Seizures and Episodic Loss of Consciousness
Record the character of the individual episode, age at onset, frequency, duration, mental status during and after episodes, associated signs and symptoms, aura, and type and effectiveness of previous treatment.
The frequency, progression or remissions, scotomas, acuity changes, diplopia, field changes, and associated phenomena should be noted.
Has the patient become weak? Has the patient lost coordination? Are distal muscles (eg, those of the hand or foot) affected more than proximal ones (eg, those of the upper arm or leg)? Are there abnormal muscle movements? Have muscles wasted?
Has the patient noticed numbness or tingling? Over which part of the body? What is the location of the sensory loss? Can the patient tell where his or her legs are located? Is there a history of painless burns?
Is there double vision? Note any facial drooping, slurred speech, difficulty swallowing, problems with balance, tinnitus (a ringing or buzzing sound in one or both ears), or impaired hearing.

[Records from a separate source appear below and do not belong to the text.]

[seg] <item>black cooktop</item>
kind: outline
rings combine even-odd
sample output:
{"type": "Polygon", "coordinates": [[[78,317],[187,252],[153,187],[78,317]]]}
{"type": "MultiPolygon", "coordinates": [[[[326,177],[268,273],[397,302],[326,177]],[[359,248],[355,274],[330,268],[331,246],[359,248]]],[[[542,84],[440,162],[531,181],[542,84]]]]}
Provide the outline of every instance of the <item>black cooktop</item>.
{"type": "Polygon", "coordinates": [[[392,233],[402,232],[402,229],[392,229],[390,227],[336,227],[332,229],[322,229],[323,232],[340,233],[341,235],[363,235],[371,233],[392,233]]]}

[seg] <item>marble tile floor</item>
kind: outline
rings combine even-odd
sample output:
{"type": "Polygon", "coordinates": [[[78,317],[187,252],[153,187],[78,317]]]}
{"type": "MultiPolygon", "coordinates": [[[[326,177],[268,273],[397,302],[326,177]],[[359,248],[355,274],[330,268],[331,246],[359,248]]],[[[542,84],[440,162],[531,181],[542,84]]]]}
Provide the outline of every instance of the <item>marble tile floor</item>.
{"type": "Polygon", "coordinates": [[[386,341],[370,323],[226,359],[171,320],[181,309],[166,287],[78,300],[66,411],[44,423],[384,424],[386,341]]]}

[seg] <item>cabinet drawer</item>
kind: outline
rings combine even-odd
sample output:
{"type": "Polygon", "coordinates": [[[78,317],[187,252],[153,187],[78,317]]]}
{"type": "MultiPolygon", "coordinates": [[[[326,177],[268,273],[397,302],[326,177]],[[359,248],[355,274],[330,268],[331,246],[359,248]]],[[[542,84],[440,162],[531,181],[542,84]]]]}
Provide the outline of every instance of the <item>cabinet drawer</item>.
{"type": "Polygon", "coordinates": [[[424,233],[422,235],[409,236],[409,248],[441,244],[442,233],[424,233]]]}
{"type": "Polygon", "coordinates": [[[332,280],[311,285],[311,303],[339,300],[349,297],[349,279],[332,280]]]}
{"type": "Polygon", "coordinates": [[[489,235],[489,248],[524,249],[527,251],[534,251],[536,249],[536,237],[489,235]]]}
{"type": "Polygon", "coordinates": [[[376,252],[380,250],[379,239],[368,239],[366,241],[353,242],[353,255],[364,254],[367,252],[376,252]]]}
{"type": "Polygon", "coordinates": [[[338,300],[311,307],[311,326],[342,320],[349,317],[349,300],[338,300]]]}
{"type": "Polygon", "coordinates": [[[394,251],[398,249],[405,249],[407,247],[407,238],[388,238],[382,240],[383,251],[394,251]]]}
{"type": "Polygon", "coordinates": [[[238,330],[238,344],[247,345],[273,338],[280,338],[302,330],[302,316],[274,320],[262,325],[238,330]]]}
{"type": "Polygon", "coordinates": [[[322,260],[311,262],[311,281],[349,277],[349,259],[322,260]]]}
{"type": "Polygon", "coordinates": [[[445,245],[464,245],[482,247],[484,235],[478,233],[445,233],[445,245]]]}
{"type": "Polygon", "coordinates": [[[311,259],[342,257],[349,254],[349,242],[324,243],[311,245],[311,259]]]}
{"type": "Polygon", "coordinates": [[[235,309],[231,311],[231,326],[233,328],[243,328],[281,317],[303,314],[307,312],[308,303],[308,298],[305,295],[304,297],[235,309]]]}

Include in the assessment the onset, location, progression, frequency, characteristics, effect of physical measures, associated complaints, and type and effectiveness of previous treatment.

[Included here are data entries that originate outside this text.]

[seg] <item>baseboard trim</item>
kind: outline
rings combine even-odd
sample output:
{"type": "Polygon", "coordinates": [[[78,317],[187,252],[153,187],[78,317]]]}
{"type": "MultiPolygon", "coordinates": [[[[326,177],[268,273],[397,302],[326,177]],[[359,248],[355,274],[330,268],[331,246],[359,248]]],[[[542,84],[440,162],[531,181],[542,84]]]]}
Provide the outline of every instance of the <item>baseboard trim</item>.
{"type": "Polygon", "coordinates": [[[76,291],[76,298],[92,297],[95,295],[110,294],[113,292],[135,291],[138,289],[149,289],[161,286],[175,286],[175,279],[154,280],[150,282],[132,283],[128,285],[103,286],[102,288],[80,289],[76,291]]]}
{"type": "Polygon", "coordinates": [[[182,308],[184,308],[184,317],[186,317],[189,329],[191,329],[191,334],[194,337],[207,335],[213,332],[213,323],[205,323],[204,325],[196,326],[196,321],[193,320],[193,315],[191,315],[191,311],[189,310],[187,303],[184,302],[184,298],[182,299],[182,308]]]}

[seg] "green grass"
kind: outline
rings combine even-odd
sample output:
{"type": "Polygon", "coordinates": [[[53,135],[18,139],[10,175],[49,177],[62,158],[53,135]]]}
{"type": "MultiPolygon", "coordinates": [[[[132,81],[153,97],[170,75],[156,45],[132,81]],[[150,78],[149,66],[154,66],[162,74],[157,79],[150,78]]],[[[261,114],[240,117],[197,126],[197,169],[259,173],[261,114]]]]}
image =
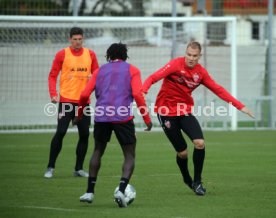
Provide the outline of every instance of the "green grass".
{"type": "MultiPolygon", "coordinates": [[[[43,178],[51,137],[0,135],[1,217],[275,217],[275,131],[206,132],[204,197],[183,185],[175,153],[162,132],[137,133],[136,168],[131,180],[137,198],[126,209],[113,202],[122,163],[114,138],[103,158],[90,205],[78,201],[86,190],[86,179],[72,176],[76,134],[66,135],[54,178],[43,178]]],[[[91,137],[86,169],[92,150],[91,137]]],[[[189,153],[192,157],[191,143],[189,153]]]]}

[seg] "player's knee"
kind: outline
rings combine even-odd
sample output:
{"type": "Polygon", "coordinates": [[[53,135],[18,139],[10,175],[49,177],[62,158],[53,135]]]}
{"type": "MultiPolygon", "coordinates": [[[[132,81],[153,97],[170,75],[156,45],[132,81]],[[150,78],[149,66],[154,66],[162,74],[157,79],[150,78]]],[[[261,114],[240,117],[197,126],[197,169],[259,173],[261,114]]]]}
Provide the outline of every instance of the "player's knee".
{"type": "Polygon", "coordinates": [[[188,157],[188,150],[185,149],[184,151],[177,152],[178,157],[181,159],[185,159],[188,157]]]}
{"type": "Polygon", "coordinates": [[[79,133],[79,137],[80,137],[81,139],[88,139],[88,138],[89,138],[89,131],[80,132],[80,133],[79,133]]]}
{"type": "Polygon", "coordinates": [[[205,147],[203,139],[195,139],[193,143],[196,149],[203,149],[205,147]]]}
{"type": "Polygon", "coordinates": [[[57,129],[56,137],[63,138],[65,136],[66,132],[67,132],[66,129],[57,129]]]}

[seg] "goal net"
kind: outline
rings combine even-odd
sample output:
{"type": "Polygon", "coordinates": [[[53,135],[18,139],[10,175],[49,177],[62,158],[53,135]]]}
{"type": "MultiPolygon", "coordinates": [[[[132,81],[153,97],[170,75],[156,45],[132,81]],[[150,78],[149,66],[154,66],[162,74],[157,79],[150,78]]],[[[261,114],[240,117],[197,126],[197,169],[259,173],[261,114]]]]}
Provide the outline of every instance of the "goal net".
{"type": "MultiPolygon", "coordinates": [[[[84,46],[96,52],[100,65],[106,62],[105,52],[111,43],[126,43],[128,62],[140,68],[143,80],[165,65],[172,54],[183,56],[189,41],[199,41],[203,45],[200,63],[234,96],[238,93],[233,17],[2,16],[0,20],[1,131],[55,129],[57,113],[55,106],[49,104],[48,74],[56,52],[69,45],[67,39],[73,26],[84,29],[84,46]],[[216,24],[219,31],[210,29],[216,24]]],[[[153,85],[146,96],[151,107],[160,85],[161,82],[153,85]]],[[[203,128],[236,129],[240,119],[236,110],[231,111],[211,91],[199,87],[193,97],[194,112],[203,128]],[[217,113],[218,107],[227,110],[224,115],[217,113]]],[[[159,126],[156,116],[152,117],[159,126]]],[[[143,125],[138,115],[135,122],[138,127],[143,125]]]]}

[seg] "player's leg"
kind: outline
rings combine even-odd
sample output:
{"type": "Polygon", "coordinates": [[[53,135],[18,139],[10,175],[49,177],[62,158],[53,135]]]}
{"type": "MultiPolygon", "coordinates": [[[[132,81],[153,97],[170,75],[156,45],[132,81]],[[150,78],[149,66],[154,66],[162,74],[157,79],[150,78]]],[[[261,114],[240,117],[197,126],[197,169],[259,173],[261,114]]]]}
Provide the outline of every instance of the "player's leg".
{"type": "Polygon", "coordinates": [[[104,155],[107,142],[110,141],[112,134],[112,126],[110,123],[94,124],[94,151],[89,162],[89,177],[87,180],[87,190],[84,195],[80,197],[81,202],[92,203],[94,198],[94,188],[97,181],[98,172],[101,167],[101,159],[104,155]]]}
{"type": "Polygon", "coordinates": [[[89,127],[91,123],[90,113],[84,114],[83,118],[77,124],[79,140],[76,147],[76,165],[75,176],[88,177],[88,173],[83,171],[83,162],[88,148],[89,127]]]}
{"type": "Polygon", "coordinates": [[[89,177],[87,184],[88,193],[94,193],[98,172],[101,167],[102,156],[105,152],[107,142],[97,141],[95,139],[95,147],[89,162],[89,177]]]}
{"type": "Polygon", "coordinates": [[[106,145],[110,141],[112,134],[112,126],[110,123],[94,124],[94,151],[89,162],[89,177],[87,192],[94,193],[94,185],[96,184],[98,172],[101,167],[102,156],[104,155],[106,145]]]}
{"type": "Polygon", "coordinates": [[[203,188],[201,181],[205,159],[205,144],[202,129],[192,114],[181,116],[181,126],[194,144],[194,190],[196,194],[204,195],[206,190],[203,188]]]}
{"type": "Polygon", "coordinates": [[[126,202],[123,194],[135,168],[135,126],[133,120],[130,120],[126,123],[113,124],[113,129],[124,154],[119,190],[114,194],[114,197],[119,207],[126,207],[128,202],[126,202]]]}
{"type": "MultiPolygon", "coordinates": [[[[69,123],[72,119],[72,112],[70,111],[69,103],[59,103],[58,118],[57,118],[57,129],[56,133],[52,138],[50,146],[50,155],[48,162],[48,170],[55,168],[56,159],[61,151],[63,138],[67,132],[69,123]]],[[[47,178],[51,178],[51,174],[44,175],[47,178]]]]}
{"type": "Polygon", "coordinates": [[[181,133],[179,118],[160,116],[159,114],[157,116],[167,138],[170,140],[175,151],[177,152],[176,163],[182,174],[183,181],[190,188],[192,188],[193,181],[188,169],[187,143],[181,133]]]}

It is very important to obtain a clear picture of the time course of the disorder. Was onset of symptoms sudden or gradual? If gradual, over what time scale (hour, days, months)? Are symptoms always present, or are they intermittent? What precipitates symptoms, and what relieves them?

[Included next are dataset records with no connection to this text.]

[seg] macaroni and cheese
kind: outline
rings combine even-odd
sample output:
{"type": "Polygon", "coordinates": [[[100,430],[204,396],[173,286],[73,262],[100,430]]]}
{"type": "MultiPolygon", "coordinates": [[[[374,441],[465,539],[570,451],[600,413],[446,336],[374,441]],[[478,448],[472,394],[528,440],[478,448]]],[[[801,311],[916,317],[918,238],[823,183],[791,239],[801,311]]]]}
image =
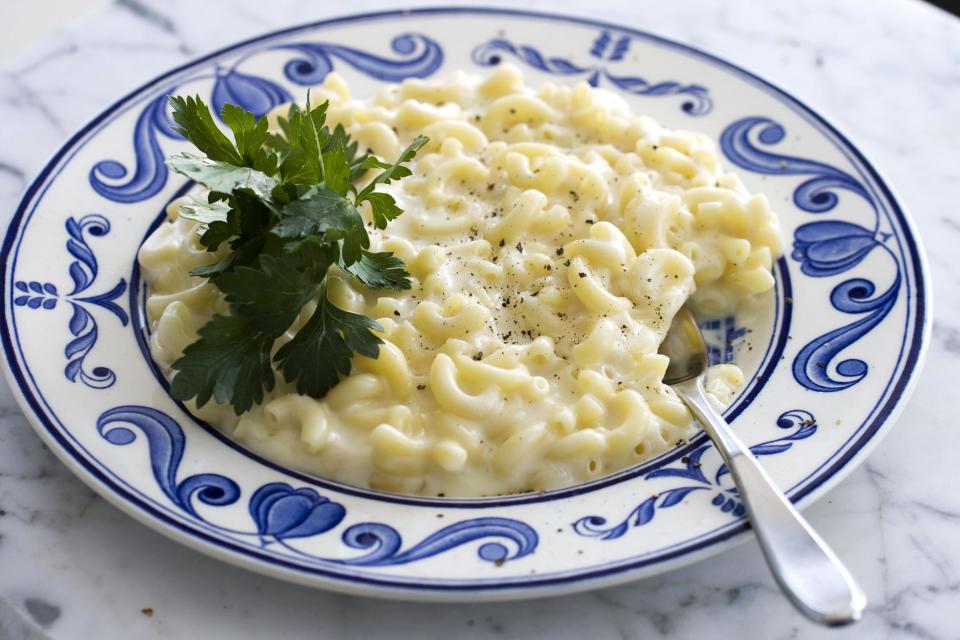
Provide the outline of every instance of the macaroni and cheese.
{"type": "MultiPolygon", "coordinates": [[[[402,258],[413,287],[373,292],[333,267],[332,301],[383,327],[379,357],[355,356],[323,399],[278,376],[243,415],[213,402],[196,415],[278,463],[434,496],[584,482],[695,432],[662,384],[671,318],[691,296],[716,314],[768,292],[782,250],[766,198],[722,169],[709,138],[586,84],[530,88],[509,65],[407,80],[373,100],[332,73],[313,95],[381,157],[430,137],[413,175],[389,187],[405,213],[369,229],[371,249],[402,258]]],[[[150,347],[167,373],[227,312],[189,275],[217,256],[180,205],[140,251],[150,347]]],[[[734,365],[710,371],[720,403],[742,384],[734,365]]]]}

Even before beginning the formal physical examination, important information may be gleaned by observing the patient while the history is given. Is the patient well groomed or unkempt? Is the patient aware of and appropriately concerned about the illness? Does the patient attend equally well to stimuli on the left and right sides; that is, does the patient relate equally well to the physician when asked questions from the left and then the right? The examiner can learn much simply by interacting with the patient and observing closely.